I knew it was going to happen. Shortly after Christmas Day I caught the tail end of a discussion on BBC Radio 4 in which a bunch of the corporation’s most gilded correspondents predicted what was going to occur in the year ahead. In amongst the predictions of the Earth burning to a crisp as a consequence of global warming and the poor dying everywhere because the West is rich, white and evil, some woman posited that, on a brighter note, Iran and Saudi Arabia would come together and heal the great rift between the Sunni and Shia faiths and the Religion of Peace™ would be even more peaceable than it is at the moment, if that scenario is even faintly possible to imagine.

‘Aha,’ I thought immediately, ‘it’s war, then.’ I admit I didn’t expect it all to kick off almost immediately after the silly woman had finished her sentence, but the principle holds true — whatever a western liberal tells you about the world of Islam, you can be assured that it is utterly wrong on every count. The invasion of Iraq (all they want is a nice secular democracy), the Arab Spring (all they want is a nice secular democracy), the bombing of Gaddafi’s Libya (all they want, etc), the support for Syrian rebels (all they want, etc.), Palestinian elections — liberals demonstrably wrong, every time, on every issue, without fail. It is only a matter of time before some well-meaning white liberal halfwit tells us that the murders and beheadings and reprisals and the setting fire to stuff which will undoubtedly result from this current contretemps between Iran and Saudi Arabia is ‘nothing to do with Islam’. And that will be the final triumph of patent absurdity for the liberal elite’s favourite canard.

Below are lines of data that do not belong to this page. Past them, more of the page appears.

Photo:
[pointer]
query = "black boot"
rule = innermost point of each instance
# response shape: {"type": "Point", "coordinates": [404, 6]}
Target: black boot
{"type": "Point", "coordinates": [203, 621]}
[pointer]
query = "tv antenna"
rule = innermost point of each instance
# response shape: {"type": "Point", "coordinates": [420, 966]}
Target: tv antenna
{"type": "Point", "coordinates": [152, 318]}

Who to support in this crucial battle between the Sunni majority and the Shia recusants? It is, for the neutral observer, rather like a Premier League fixture between Chelsea and Manchester City: you just hope that somehow both manage to lose heavily, and with many injuries incurred. And that’s the most likely outcome, luckily.

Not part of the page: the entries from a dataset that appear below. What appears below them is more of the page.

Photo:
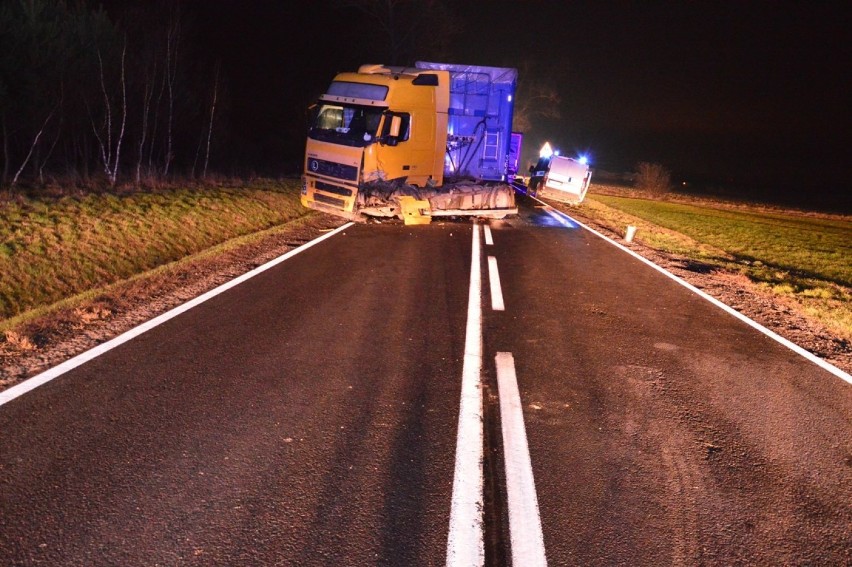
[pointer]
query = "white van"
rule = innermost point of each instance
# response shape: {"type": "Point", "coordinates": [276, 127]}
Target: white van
{"type": "Point", "coordinates": [566, 180]}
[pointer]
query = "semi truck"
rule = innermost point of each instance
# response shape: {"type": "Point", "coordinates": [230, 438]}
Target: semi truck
{"type": "Point", "coordinates": [413, 142]}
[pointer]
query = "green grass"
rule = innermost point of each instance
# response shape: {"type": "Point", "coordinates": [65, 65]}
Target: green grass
{"type": "Point", "coordinates": [52, 249]}
{"type": "Point", "coordinates": [804, 258]}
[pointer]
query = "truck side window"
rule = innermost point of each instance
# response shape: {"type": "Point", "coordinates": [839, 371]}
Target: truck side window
{"type": "Point", "coordinates": [403, 128]}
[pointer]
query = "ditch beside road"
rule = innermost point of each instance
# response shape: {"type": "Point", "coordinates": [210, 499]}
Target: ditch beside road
{"type": "Point", "coordinates": [48, 340]}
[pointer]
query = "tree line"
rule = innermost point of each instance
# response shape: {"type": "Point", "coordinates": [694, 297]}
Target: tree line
{"type": "Point", "coordinates": [86, 99]}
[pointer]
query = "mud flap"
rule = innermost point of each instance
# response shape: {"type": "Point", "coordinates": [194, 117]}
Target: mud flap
{"type": "Point", "coordinates": [413, 210]}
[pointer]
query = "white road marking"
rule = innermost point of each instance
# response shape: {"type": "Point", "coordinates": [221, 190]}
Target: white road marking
{"type": "Point", "coordinates": [524, 518]}
{"type": "Point", "coordinates": [496, 289]}
{"type": "Point", "coordinates": [48, 375]}
{"type": "Point", "coordinates": [488, 239]}
{"type": "Point", "coordinates": [754, 324]}
{"type": "Point", "coordinates": [465, 543]}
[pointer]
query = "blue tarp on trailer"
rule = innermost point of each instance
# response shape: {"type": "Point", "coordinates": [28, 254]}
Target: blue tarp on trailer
{"type": "Point", "coordinates": [480, 119]}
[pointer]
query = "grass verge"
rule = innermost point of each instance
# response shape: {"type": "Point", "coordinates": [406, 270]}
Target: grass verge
{"type": "Point", "coordinates": [801, 258]}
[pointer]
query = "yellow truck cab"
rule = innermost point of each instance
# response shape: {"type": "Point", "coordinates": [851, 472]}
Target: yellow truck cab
{"type": "Point", "coordinates": [379, 124]}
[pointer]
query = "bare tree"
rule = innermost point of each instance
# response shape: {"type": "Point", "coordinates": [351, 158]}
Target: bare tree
{"type": "Point", "coordinates": [172, 41]}
{"type": "Point", "coordinates": [422, 28]}
{"type": "Point", "coordinates": [147, 95]}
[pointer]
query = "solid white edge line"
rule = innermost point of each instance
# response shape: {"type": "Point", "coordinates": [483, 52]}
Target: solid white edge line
{"type": "Point", "coordinates": [754, 324]}
{"type": "Point", "coordinates": [494, 282]}
{"type": "Point", "coordinates": [465, 542]}
{"type": "Point", "coordinates": [489, 240]}
{"type": "Point", "coordinates": [48, 375]}
{"type": "Point", "coordinates": [524, 517]}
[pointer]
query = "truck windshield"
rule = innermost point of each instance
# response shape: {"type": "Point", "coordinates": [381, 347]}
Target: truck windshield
{"type": "Point", "coordinates": [345, 124]}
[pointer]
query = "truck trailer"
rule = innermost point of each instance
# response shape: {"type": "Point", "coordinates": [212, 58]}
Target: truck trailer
{"type": "Point", "coordinates": [413, 142]}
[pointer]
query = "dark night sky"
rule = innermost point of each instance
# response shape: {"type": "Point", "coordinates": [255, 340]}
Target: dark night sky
{"type": "Point", "coordinates": [748, 94]}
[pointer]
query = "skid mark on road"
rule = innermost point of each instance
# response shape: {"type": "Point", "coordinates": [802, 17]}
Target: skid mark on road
{"type": "Point", "coordinates": [465, 543]}
{"type": "Point", "coordinates": [566, 219]}
{"type": "Point", "coordinates": [494, 281]}
{"type": "Point", "coordinates": [524, 519]}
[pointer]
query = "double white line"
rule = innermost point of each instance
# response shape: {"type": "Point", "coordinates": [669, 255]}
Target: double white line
{"type": "Point", "coordinates": [465, 544]}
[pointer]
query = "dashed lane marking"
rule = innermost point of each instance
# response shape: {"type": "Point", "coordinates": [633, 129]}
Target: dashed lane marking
{"type": "Point", "coordinates": [524, 518]}
{"type": "Point", "coordinates": [754, 324]}
{"type": "Point", "coordinates": [488, 239]}
{"type": "Point", "coordinates": [465, 542]}
{"type": "Point", "coordinates": [496, 289]}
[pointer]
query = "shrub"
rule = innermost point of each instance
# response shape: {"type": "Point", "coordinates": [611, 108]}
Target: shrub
{"type": "Point", "coordinates": [653, 177]}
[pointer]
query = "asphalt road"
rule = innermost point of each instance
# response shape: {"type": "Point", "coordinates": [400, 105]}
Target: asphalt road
{"type": "Point", "coordinates": [309, 416]}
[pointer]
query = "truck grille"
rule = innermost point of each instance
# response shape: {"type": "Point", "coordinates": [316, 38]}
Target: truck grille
{"type": "Point", "coordinates": [329, 200]}
{"type": "Point", "coordinates": [336, 189]}
{"type": "Point", "coordinates": [332, 169]}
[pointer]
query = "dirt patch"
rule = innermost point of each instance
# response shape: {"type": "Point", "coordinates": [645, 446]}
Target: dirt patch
{"type": "Point", "coordinates": [777, 314]}
{"type": "Point", "coordinates": [66, 332]}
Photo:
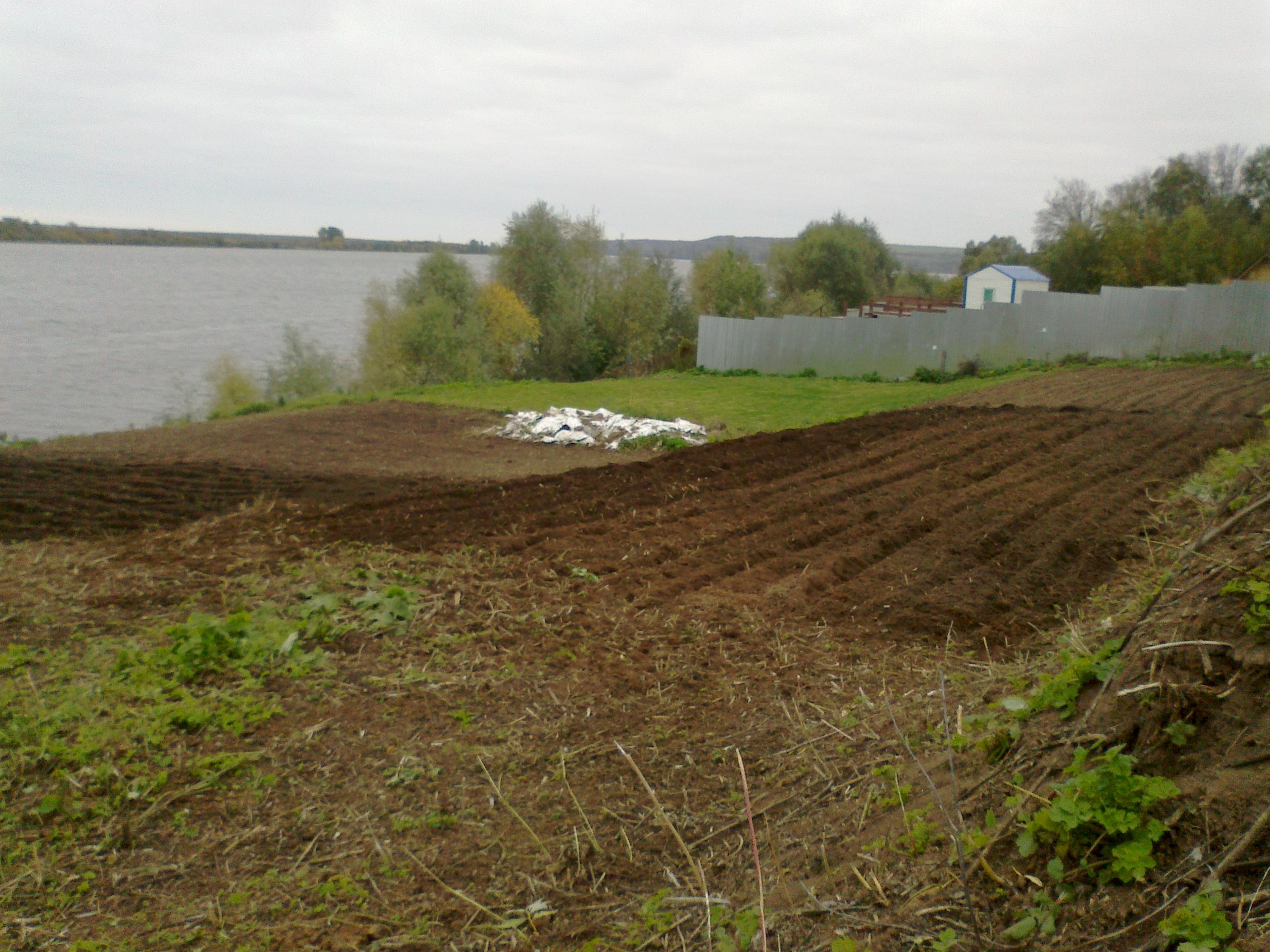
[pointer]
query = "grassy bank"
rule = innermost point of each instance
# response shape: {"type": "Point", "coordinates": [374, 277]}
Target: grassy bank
{"type": "Point", "coordinates": [741, 404]}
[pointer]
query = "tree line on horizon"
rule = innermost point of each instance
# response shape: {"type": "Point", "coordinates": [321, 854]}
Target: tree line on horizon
{"type": "Point", "coordinates": [560, 307]}
{"type": "Point", "coordinates": [1199, 218]}
{"type": "Point", "coordinates": [13, 229]}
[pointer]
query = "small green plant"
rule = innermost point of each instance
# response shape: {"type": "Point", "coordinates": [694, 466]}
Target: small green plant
{"type": "Point", "coordinates": [439, 820]}
{"type": "Point", "coordinates": [733, 932]}
{"type": "Point", "coordinates": [656, 441]}
{"type": "Point", "coordinates": [1060, 692]}
{"type": "Point", "coordinates": [920, 833]}
{"type": "Point", "coordinates": [653, 918]}
{"type": "Point", "coordinates": [1103, 807]}
{"type": "Point", "coordinates": [925, 375]}
{"type": "Point", "coordinates": [1256, 587]}
{"type": "Point", "coordinates": [388, 610]}
{"type": "Point", "coordinates": [1201, 926]}
{"type": "Point", "coordinates": [1038, 918]}
{"type": "Point", "coordinates": [1180, 733]}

To extend the footballing metaphor still further, Islam does occasionally remind me of some of the supporters of my own team, Millwall. At an FA Cup semi-final a few years back, Millwall fans were disconsolate to find that the supporters of Wigan Athletic had no desire to go ‘toe to toe’ with them. So instead the Millwall contingent kicked the hell out of each other, the Downham lot versus the Bromley lot. So it is with Islam: if there isn’t a proper infidel around to persecute, a sort of half-infidel will do — all based on a schism which occurred at the Battle of Siffin almost fourteen hundred years ago.

But we do have a dog in the fight, for good or ill. As the liberals would aver, the House of Saud is indeed foul, corrupt, authoritarian, medieval and brutal. But it is also markedly much, much less of all those things than any government which might conceivably replace it. In Saudi Arabia, the rulers are exponentially more liberal than the population — and also rather more pro-western. Further, the country is in for a rough year. A primitive desert satrapy which lucked out on oil deposits, rather than by innovation or actually making anything, the Saudis will suffer enormously as a consequence of the precipitous fall in oil prices. Already, the hitherto mollycoddled and subsidised locals are seeing their enormous benefits pared back; it is only comparative affluence which has allowed the Saudi royals to remain in situ, and it is only because they have remained in situ that we have an ally in that godforsaken region.

We don’t want trouble in Saudi Arabia. Contra the agonising of the western liberals, we really do not want a Saudi Spring, ghastly though the regime undoubtedly is. For all that there is a growing secular and (as was always the case) well educated middle class in Iran, when push comes to shove it is still the ayatollahs who wield the popular power. Our bread is buttered on the Saudi side, for now.